En la historia del cristianismo se ha hablado muchísimo del pecado original, pero muy poco de la tentación original: seréis como dioses. Lo del pecado original, un pecado que se trasmite a todos los seres humanos por el simple hecho de nacer como tales humanos, es un lío tremendo. ¿Qué clase de pecado es un pecado que implica vivir separado de Dios por toda la eternidad, pero que se perdona con unas simples palabras y un poco de agua derramada sobre un niño recién nacido?
En cambio, lo de la tentación original está muy claro. Dijo el demonio a Eva: “Lo que pasa es que sabe Dios que en cuanto comáis de él (el árbol de conocer el bien y el mal), se os abrirán los ojos y seréis como Dios, versados en el bien y el mal”. Hemos visto cuántas veces se ha repetido a lo largo de los siglos esta tentación, y cuántos seres humanos y cuántas instituciones humanas han caído en ella: han pretendido ser como Dios. También hemos visto el demencial comportamiento de estos aspirantes a dioses y los tremendos sufrimientos que su pretensión ha causado a la humanidad.

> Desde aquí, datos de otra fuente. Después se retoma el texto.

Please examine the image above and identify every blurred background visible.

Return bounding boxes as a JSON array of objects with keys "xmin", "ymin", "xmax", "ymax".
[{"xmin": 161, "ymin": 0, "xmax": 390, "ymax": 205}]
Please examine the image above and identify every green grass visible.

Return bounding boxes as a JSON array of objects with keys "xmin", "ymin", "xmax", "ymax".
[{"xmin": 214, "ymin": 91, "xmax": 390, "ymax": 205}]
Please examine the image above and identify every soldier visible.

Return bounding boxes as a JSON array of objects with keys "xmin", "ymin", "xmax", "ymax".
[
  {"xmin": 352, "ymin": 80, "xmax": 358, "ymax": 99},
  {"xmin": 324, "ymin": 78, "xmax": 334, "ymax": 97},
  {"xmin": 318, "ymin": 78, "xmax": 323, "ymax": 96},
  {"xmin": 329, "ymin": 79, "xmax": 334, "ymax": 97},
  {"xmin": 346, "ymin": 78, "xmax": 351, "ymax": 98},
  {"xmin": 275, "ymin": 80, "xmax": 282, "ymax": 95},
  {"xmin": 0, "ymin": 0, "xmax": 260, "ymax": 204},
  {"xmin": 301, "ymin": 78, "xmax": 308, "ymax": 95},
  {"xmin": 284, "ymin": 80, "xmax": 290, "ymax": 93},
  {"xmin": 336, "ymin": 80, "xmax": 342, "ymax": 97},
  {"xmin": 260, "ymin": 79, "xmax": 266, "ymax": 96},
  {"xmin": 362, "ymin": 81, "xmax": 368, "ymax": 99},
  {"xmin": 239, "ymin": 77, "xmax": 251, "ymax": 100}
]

¿Cómo es que en la Iglesia Católica se habla tampoco de esta tentación tan perversa? En mi opinión, una explicación que salta la vista es que la propia jerarquía de la Iglesia Católica ha sido una de las instituciones que más plenamente ha caído en la tentación. El núcleo del mensaje de Jesús es bien simple: “Amarás al Señor Tu Dios con todo tu corazón, con toda tu alma y con todas sus fuerzas. Y amarás a tu prójimo como a ti mismo”. También hay una advertencia muy repetida a lo largo del evangelio: “No podéis servir a Dios y a la riqueza; bienaventurados los pobres, ay de vosotros los ricos”.
Ese sencillo mensaje era el que la jerarquía tenía que haberse limitado a repetir a través de los siglos, si realmente creía que Jesús era hijo de Dios y creía que sus palabras eran palabra de Dios. Pero vemos a lo largo de la historia que no ha sido así. Han comido abundantemente del árbol de la ciencia del bien y del mal, y han sentido que poseían la ciencia de Dios. Han cubierto el claro mensaje de Jesús con una imponente maraña de preceptos, doctrinas, cánones, teologías, prohibiciones, mandamientos e indulgencias. Han sentenciado al infierno a todos los que se salieran de su rígida disciplina, incluso han llevado a la hoguera a los que se atrevieran a tener una teología distinta a la de la jerarquía. Pero eso sí, han abierto las puertas del cielo al pecador más empedernido con tal de que recibiera la absolución por parte de un miembro del clero debidamente autorizado por su obispo.
Pero el mensaje de Jesús no ha muerto; una y otra vez ha resonado en la Iglesia la Buena Noticia de Jesús en boca de testigos fieles. Hoy tenemos la fortuna de que ese mensaje lo proclame el propio sucesor de Pedro, que nos llama a la simplicidad de los mandamientos de Jesús, al tiempo que nos invita a construir una iglesia desclericalizada, libre de unas estructuras antievangélicas y anacrónicas.
Pero eso no puede ser solamente tarea del papa. La iglesia se queda vacía, sin vida, si el clero no es sustituido por unas comunidades militantes, unos cristianos seglares convencidos de su misión como portadores en el mundo actual de la Buena Noticia de Jesús, testigos de la esperanza que trajo al mundo. Esa es nuestra tarea.